Com 458 alunos, o agrupamento regista indicadores de sucesso escolar considerados muito positivos, com uma taxa de retenção inferior a 1%. Cerca de seis dezenas de estudantes beneficiam de medidas de apoio seletivas e adicionais, estando integrados em contexto de turma e alcançando, segundo a direção, percursos de sucesso académico, muitos com continuidade no ensino superior.
A aposta na inclusão é acompanhada por uma forte dinâmica de atividades de enriquecimento curricular. Teatro, cinema, música, clubes de ciência e arte e uma orquestra em funcionamento desde 2012 fazem parte de uma oferta educativa que pretende ir além da sala de aula.
Para a direção, a escola deve ser também um espaço de motivação e bem- estar. “Queremos que os alunos gostem de vir à escola e que aprendam num ambiente positivo e estimulante”, sublinha Humberto Nascimento.
No ensino secundário, o agrupamento mantém a oferta de cursos científico-humanísticos de Ciências e Tecnologias e de Línguas e Humanidades, assegurando a continuidade dos estudos para a maioria dos alunos.

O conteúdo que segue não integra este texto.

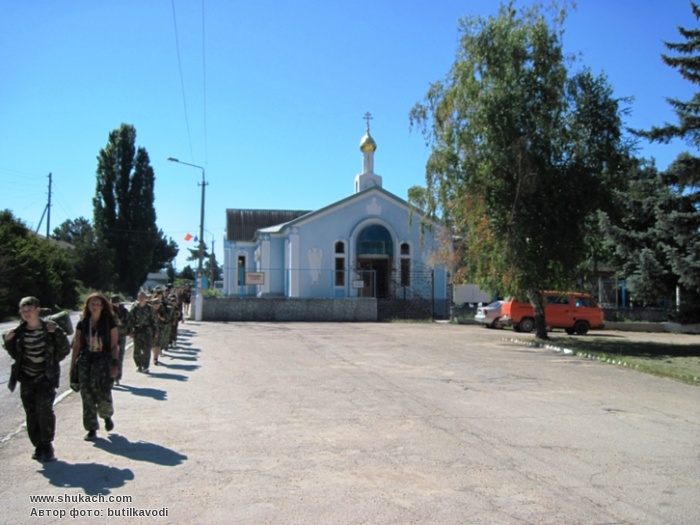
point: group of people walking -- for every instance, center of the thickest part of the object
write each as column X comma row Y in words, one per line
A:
column 97, row 357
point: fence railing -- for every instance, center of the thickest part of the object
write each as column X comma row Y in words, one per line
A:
column 303, row 282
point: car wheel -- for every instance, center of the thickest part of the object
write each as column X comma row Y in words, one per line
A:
column 581, row 327
column 526, row 325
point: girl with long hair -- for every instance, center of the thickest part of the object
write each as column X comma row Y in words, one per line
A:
column 96, row 354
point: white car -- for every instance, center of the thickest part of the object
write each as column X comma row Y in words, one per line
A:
column 490, row 315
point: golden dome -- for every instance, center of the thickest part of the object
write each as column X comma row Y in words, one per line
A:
column 367, row 143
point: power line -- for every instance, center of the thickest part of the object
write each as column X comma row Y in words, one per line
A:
column 204, row 82
column 182, row 81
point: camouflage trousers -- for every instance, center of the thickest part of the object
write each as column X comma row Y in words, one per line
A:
column 143, row 340
column 37, row 399
column 95, row 391
column 163, row 337
column 122, row 351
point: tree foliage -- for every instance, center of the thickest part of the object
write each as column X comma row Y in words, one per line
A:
column 681, row 218
column 522, row 153
column 33, row 265
column 635, row 236
column 124, row 215
column 91, row 259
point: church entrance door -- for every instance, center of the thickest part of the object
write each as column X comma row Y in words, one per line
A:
column 375, row 273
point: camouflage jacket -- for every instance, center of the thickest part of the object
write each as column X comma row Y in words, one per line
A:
column 142, row 318
column 121, row 316
column 56, row 347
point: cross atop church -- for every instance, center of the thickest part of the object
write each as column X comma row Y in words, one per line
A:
column 368, row 117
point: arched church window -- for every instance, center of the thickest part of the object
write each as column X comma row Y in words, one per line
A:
column 405, row 264
column 339, row 274
column 375, row 240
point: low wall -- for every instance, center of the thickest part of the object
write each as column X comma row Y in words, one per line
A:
column 282, row 309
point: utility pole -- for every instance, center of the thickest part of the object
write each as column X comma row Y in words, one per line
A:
column 48, row 209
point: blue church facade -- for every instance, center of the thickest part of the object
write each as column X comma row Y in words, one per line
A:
column 369, row 245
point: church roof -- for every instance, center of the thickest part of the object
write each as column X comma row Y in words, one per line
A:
column 241, row 225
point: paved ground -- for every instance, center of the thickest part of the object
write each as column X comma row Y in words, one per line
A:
column 263, row 423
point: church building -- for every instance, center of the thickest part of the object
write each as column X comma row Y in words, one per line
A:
column 370, row 244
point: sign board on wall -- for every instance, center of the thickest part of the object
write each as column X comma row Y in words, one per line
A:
column 252, row 278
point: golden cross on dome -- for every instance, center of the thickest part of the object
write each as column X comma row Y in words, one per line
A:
column 368, row 117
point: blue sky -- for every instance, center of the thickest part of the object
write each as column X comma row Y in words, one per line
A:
column 274, row 94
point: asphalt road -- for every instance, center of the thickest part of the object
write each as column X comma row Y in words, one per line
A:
column 325, row 423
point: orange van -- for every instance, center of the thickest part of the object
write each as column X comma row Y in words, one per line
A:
column 574, row 312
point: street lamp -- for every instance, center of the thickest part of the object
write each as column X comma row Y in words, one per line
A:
column 199, row 300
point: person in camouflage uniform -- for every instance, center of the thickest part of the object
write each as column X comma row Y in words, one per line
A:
column 121, row 315
column 176, row 318
column 96, row 356
column 164, row 315
column 142, row 326
column 37, row 347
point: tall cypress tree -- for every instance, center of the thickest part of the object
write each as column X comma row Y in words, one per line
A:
column 125, row 218
column 682, row 220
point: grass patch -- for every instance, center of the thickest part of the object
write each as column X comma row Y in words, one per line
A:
column 680, row 362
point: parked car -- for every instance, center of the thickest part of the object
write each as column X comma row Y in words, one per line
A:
column 490, row 315
column 576, row 313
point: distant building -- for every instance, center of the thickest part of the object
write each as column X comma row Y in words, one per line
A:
column 369, row 244
column 154, row 280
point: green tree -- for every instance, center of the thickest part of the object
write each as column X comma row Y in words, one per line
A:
column 124, row 215
column 523, row 154
column 33, row 265
column 682, row 178
column 91, row 259
column 635, row 236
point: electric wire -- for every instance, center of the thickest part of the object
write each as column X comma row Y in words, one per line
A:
column 204, row 83
column 182, row 81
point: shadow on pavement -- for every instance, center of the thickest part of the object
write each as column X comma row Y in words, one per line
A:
column 175, row 366
column 140, row 450
column 93, row 478
column 166, row 375
column 154, row 393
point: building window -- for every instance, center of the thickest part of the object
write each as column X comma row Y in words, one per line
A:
column 340, row 271
column 406, row 272
column 241, row 270
column 405, row 264
column 339, row 274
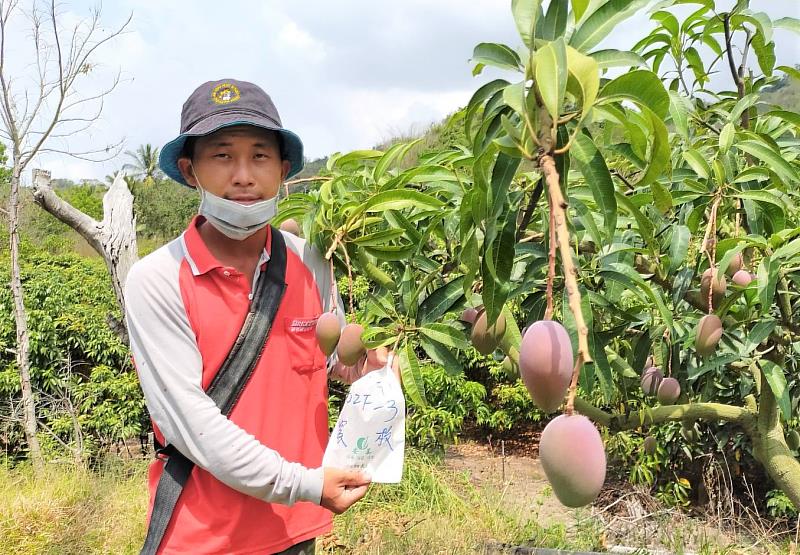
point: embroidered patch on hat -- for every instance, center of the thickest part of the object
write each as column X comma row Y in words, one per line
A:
column 225, row 93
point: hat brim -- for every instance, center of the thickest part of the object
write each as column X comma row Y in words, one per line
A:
column 170, row 152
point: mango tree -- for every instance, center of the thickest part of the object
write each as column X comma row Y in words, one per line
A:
column 651, row 180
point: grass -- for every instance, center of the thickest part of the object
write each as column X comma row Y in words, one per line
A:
column 434, row 510
column 70, row 511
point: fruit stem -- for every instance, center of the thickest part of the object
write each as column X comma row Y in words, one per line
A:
column 336, row 241
column 573, row 386
column 349, row 277
column 557, row 208
column 551, row 269
column 334, row 304
column 710, row 247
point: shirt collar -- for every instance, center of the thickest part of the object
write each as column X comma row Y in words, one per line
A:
column 200, row 258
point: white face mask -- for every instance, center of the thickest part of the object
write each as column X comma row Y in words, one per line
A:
column 235, row 220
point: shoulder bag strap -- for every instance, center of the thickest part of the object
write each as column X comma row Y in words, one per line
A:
column 226, row 387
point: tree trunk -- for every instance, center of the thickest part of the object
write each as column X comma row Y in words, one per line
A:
column 770, row 449
column 114, row 238
column 21, row 320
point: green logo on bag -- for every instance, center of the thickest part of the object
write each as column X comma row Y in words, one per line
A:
column 362, row 447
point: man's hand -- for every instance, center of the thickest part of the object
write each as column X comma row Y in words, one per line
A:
column 341, row 488
column 374, row 359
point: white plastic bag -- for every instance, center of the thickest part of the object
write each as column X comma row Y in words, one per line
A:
column 370, row 434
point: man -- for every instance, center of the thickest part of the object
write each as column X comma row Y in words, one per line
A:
column 257, row 486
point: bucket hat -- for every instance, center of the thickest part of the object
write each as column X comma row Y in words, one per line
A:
column 217, row 104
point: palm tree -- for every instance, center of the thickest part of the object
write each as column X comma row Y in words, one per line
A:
column 145, row 164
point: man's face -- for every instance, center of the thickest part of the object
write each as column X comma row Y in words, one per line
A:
column 240, row 163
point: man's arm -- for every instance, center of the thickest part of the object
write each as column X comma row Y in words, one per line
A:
column 170, row 371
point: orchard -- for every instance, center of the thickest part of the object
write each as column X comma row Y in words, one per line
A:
column 634, row 211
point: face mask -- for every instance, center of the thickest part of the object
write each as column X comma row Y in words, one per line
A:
column 235, row 220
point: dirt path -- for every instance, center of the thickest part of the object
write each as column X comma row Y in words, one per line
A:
column 517, row 479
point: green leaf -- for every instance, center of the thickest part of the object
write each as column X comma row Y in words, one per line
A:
column 438, row 303
column 758, row 334
column 662, row 199
column 379, row 237
column 525, row 13
column 640, row 86
column 495, row 291
column 777, row 383
column 617, row 58
column 726, row 137
column 628, row 271
column 478, row 99
column 446, row 335
column 595, row 172
column 659, row 151
column 399, row 199
column 668, row 21
column 762, row 195
column 743, row 104
column 392, row 252
column 555, row 22
column 788, row 23
column 768, row 271
column 585, row 71
column 579, row 8
column 499, row 254
column 679, row 109
column 375, row 337
column 774, row 160
column 600, row 24
column 785, row 115
column 765, row 53
column 396, row 152
column 644, row 224
column 356, row 156
column 551, row 75
column 497, row 55
column 413, row 383
column 679, row 246
column 503, row 173
column 442, row 355
column 697, row 162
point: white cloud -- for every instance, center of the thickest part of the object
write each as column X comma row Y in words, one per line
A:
column 343, row 74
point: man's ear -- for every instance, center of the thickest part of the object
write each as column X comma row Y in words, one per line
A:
column 185, row 166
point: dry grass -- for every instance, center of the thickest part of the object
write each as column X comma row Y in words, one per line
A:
column 67, row 510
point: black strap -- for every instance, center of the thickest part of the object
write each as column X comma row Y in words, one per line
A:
column 226, row 387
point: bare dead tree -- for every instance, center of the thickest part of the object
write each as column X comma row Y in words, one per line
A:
column 32, row 117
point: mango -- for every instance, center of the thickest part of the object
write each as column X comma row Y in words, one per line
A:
column 485, row 338
column 743, row 278
column 469, row 315
column 328, row 331
column 668, row 391
column 793, row 440
column 651, row 379
column 736, row 264
column 350, row 347
column 690, row 433
column 714, row 280
column 708, row 334
column 291, row 226
column 573, row 459
column 546, row 363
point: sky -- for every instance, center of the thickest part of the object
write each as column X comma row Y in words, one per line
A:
column 344, row 75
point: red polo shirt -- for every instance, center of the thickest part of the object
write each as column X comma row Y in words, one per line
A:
column 257, row 483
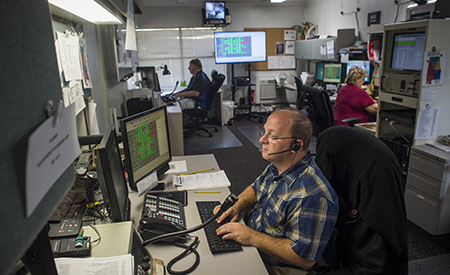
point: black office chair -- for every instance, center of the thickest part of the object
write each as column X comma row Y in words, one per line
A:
column 320, row 111
column 137, row 105
column 371, row 225
column 301, row 96
column 198, row 117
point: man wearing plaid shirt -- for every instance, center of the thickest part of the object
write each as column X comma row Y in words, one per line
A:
column 294, row 207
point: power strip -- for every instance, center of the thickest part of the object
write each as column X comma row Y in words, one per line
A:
column 71, row 247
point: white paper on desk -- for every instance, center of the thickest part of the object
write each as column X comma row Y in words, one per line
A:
column 177, row 167
column 50, row 151
column 76, row 95
column 93, row 123
column 201, row 180
column 147, row 183
column 120, row 265
column 427, row 122
column 290, row 47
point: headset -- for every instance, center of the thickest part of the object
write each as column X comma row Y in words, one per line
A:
column 295, row 146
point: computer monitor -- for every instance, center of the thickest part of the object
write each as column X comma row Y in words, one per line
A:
column 111, row 177
column 332, row 73
column 149, row 77
column 146, row 144
column 214, row 12
column 240, row 47
column 319, row 109
column 319, row 71
column 364, row 64
column 407, row 52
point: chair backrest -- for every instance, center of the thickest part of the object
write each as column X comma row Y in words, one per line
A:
column 319, row 109
column 216, row 83
column 301, row 96
column 371, row 226
column 137, row 105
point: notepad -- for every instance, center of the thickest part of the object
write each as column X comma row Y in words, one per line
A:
column 201, row 180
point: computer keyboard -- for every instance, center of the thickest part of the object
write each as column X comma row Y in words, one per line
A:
column 216, row 243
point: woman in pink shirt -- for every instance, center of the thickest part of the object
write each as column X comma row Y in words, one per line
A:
column 352, row 101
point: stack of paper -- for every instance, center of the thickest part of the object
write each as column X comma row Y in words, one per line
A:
column 201, row 180
column 120, row 265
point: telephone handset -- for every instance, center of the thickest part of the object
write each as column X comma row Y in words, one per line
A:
column 161, row 215
column 153, row 227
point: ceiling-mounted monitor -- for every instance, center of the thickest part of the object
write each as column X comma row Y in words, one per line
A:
column 240, row 47
column 214, row 12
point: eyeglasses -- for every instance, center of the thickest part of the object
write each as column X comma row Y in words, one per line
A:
column 272, row 138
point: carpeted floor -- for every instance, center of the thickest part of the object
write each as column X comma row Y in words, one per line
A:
column 224, row 138
column 432, row 265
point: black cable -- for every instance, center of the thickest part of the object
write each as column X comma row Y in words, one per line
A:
column 229, row 201
column 188, row 249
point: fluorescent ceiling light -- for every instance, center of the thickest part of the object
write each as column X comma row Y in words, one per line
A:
column 89, row 10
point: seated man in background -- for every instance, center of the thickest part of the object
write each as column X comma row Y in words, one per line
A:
column 294, row 207
column 198, row 86
column 352, row 101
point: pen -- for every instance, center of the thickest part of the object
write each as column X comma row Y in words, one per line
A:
column 195, row 172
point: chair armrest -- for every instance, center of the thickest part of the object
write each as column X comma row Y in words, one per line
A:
column 351, row 121
column 197, row 100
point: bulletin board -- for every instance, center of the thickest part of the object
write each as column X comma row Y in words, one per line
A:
column 280, row 49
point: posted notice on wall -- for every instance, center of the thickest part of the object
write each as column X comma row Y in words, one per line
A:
column 427, row 122
column 52, row 148
column 434, row 68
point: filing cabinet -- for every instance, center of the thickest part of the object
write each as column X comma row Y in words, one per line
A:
column 427, row 189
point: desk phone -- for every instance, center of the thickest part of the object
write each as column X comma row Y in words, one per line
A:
column 160, row 216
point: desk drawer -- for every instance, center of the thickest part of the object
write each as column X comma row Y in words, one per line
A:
column 433, row 188
column 428, row 213
column 428, row 166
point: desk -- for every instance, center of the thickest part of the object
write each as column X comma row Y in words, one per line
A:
column 247, row 261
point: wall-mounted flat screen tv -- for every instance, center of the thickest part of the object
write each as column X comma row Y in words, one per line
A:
column 240, row 47
column 215, row 10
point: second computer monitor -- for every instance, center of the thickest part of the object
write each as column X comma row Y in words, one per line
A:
column 332, row 73
column 146, row 144
column 364, row 64
column 319, row 71
column 149, row 77
column 111, row 177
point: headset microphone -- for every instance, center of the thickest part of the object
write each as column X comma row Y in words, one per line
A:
column 276, row 153
column 294, row 147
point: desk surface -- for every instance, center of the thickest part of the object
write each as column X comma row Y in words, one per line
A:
column 247, row 261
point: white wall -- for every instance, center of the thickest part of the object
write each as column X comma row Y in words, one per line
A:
column 327, row 14
column 242, row 16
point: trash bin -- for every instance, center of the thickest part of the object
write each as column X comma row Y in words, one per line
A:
column 227, row 111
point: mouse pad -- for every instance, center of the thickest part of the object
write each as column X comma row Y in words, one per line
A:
column 180, row 196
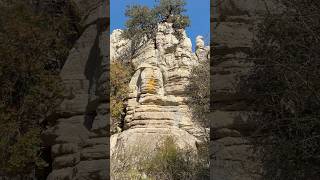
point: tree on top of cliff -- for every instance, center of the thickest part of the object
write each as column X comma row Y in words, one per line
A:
column 33, row 48
column 143, row 21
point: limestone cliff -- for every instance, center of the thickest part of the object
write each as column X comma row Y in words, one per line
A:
column 157, row 104
column 234, row 25
column 78, row 132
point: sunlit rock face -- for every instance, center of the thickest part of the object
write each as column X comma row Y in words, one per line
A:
column 157, row 106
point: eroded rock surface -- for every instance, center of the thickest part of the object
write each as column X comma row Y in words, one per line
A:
column 157, row 105
column 78, row 133
column 235, row 24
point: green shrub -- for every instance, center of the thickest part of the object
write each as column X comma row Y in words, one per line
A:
column 167, row 161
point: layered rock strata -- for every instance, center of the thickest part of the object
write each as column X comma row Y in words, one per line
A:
column 157, row 105
column 233, row 30
column 78, row 132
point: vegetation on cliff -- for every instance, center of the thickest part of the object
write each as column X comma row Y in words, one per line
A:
column 143, row 21
column 285, row 90
column 168, row 162
column 34, row 45
column 120, row 75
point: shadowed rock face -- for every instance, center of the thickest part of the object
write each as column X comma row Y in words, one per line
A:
column 234, row 26
column 157, row 100
column 79, row 138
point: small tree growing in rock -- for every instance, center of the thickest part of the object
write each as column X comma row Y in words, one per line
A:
column 143, row 21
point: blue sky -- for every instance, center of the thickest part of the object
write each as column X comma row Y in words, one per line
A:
column 197, row 10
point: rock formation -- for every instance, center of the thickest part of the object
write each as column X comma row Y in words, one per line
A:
column 157, row 104
column 78, row 132
column 234, row 26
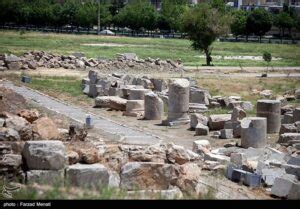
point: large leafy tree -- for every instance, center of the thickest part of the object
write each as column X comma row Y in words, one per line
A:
column 203, row 24
column 259, row 21
column 283, row 21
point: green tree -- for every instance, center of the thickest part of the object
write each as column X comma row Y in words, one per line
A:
column 267, row 56
column 238, row 24
column 259, row 22
column 284, row 21
column 203, row 24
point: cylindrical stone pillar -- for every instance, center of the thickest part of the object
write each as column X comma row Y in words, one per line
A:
column 253, row 132
column 137, row 94
column 179, row 93
column 154, row 107
column 134, row 108
column 270, row 109
column 296, row 115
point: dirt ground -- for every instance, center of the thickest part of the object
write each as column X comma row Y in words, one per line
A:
column 179, row 134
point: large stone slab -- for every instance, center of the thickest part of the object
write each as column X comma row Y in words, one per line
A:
column 113, row 102
column 45, row 129
column 82, row 175
column 253, row 132
column 146, row 175
column 283, row 185
column 217, row 122
column 45, row 155
column 49, row 177
column 270, row 109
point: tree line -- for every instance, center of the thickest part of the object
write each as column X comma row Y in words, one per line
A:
column 137, row 15
column 202, row 23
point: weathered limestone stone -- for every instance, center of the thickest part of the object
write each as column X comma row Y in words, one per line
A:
column 86, row 89
column 214, row 157
column 45, row 155
column 154, row 107
column 134, row 108
column 282, row 185
column 115, row 91
column 270, row 109
column 197, row 108
column 92, row 91
column 29, row 115
column 297, row 124
column 253, row 132
column 297, row 93
column 289, row 137
column 2, row 121
column 235, row 126
column 294, row 193
column 199, row 96
column 45, row 129
column 246, row 105
column 287, row 118
column 93, row 76
column 188, row 178
column 178, row 154
column 73, row 157
column 45, row 177
column 234, row 104
column 9, row 134
column 237, row 114
column 201, row 130
column 137, row 94
column 146, row 175
column 178, row 102
column 102, row 101
column 169, row 194
column 270, row 174
column 197, row 118
column 152, row 153
column 21, row 125
column 113, row 102
column 159, row 84
column 103, row 86
column 296, row 114
column 200, row 146
column 11, row 160
column 94, row 175
column 287, row 128
column 126, row 89
column 226, row 134
column 217, row 122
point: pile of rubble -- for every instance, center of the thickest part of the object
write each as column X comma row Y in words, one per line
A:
column 123, row 63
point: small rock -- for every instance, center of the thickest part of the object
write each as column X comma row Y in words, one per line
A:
column 201, row 130
column 45, row 155
column 226, row 134
column 29, row 115
column 45, row 129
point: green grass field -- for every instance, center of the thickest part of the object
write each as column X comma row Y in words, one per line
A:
column 18, row 43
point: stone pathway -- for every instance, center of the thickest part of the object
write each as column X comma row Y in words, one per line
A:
column 113, row 130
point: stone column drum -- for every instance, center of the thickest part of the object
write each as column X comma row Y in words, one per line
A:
column 134, row 108
column 253, row 132
column 137, row 94
column 154, row 107
column 179, row 93
column 270, row 109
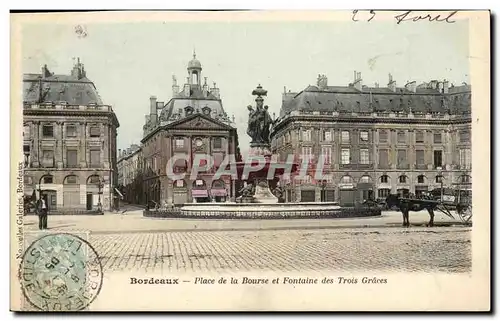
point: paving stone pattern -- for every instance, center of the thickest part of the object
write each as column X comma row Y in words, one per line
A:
column 365, row 249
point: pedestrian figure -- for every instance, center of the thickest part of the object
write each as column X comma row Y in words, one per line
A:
column 42, row 214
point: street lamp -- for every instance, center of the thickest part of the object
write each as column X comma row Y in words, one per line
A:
column 99, row 204
column 323, row 187
column 440, row 175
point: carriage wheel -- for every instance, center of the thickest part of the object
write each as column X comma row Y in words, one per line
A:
column 465, row 213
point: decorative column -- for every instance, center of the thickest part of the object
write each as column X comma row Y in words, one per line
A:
column 36, row 143
column 83, row 145
column 59, row 141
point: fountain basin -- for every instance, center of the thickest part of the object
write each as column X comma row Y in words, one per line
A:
column 231, row 210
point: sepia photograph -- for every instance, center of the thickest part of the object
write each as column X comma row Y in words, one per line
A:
column 250, row 161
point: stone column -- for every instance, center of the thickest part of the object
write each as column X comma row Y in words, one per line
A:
column 83, row 144
column 59, row 142
column 36, row 143
column 106, row 149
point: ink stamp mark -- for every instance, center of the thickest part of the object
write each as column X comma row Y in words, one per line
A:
column 60, row 272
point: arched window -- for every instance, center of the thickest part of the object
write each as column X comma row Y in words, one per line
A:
column 47, row 179
column 346, row 179
column 71, row 179
column 365, row 179
column 218, row 184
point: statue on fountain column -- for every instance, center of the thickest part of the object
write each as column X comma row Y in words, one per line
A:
column 259, row 120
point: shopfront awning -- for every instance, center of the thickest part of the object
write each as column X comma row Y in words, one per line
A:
column 199, row 193
column 218, row 192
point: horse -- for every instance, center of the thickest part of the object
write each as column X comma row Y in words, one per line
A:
column 407, row 205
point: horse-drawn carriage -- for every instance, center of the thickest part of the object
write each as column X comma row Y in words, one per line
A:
column 444, row 200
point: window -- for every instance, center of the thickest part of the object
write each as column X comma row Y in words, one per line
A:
column 401, row 137
column 465, row 158
column 70, row 131
column 71, row 179
column 179, row 142
column 94, row 179
column 437, row 138
column 327, row 154
column 402, row 160
column 419, row 137
column 383, row 158
column 364, row 156
column 383, row 136
column 306, row 135
column 345, row 156
column 363, row 136
column 464, row 137
column 217, row 142
column 327, row 135
column 383, row 192
column 48, row 131
column 26, row 131
column 71, row 158
column 420, row 155
column 306, row 153
column 95, row 158
column 345, row 137
column 48, row 158
column 95, row 131
column 346, row 180
column 438, row 158
column 465, row 179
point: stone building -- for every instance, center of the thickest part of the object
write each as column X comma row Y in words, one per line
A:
column 69, row 141
column 192, row 122
column 375, row 140
column 130, row 174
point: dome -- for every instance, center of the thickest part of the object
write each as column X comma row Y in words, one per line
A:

Em paralelo, prepara a abertura de dois cursos profissionais no próximo ano letivo, nomeadamente desporto e eletrónica e automação. Estas opções surgem alinhadas com a procura dos alunos e com as necessidades do tecido económico regional, com o diretor do agrupamento a dar conta que os cursos profissionais apresentam taxas de empregabilidade e de acesso ao ensino superior superiores a 80%.
O agrupamento integra o programa TEIP (Territórios Educativos de Intervenção Prioritária), o que permite reforçar respostas pedagógicas diferenciadas, como tutorias e turmas de apoio, adaptadas ao ritmo de aprendizagem dos estudantes.
Outro eixo estruturante da estratégia educativa passa pela abertura da escola ao exterior. Só no presente ano letivo foram realizadas cerca de 60 visitas de estudo, “ como forma de promover o contacto com contextos culturais, científicos e desportivos fora do concelho”.
“Queremos formar cidadãos ativos, capazes de sair daqui e integrar o mundo com sucesso”, afirma o diretor, destacando também o acompanhamento de antigos alunos, hoje presentes em universidades, centros de investigação e diversas áreas profissionais.
Num contexto marcado por desafios estruturais do interior do país, o Agrupamento de Murça procura afirmar-se como um exemplo de escola de proximidade, onde o sucesso académico se conjuga com a formação integral dos alunos.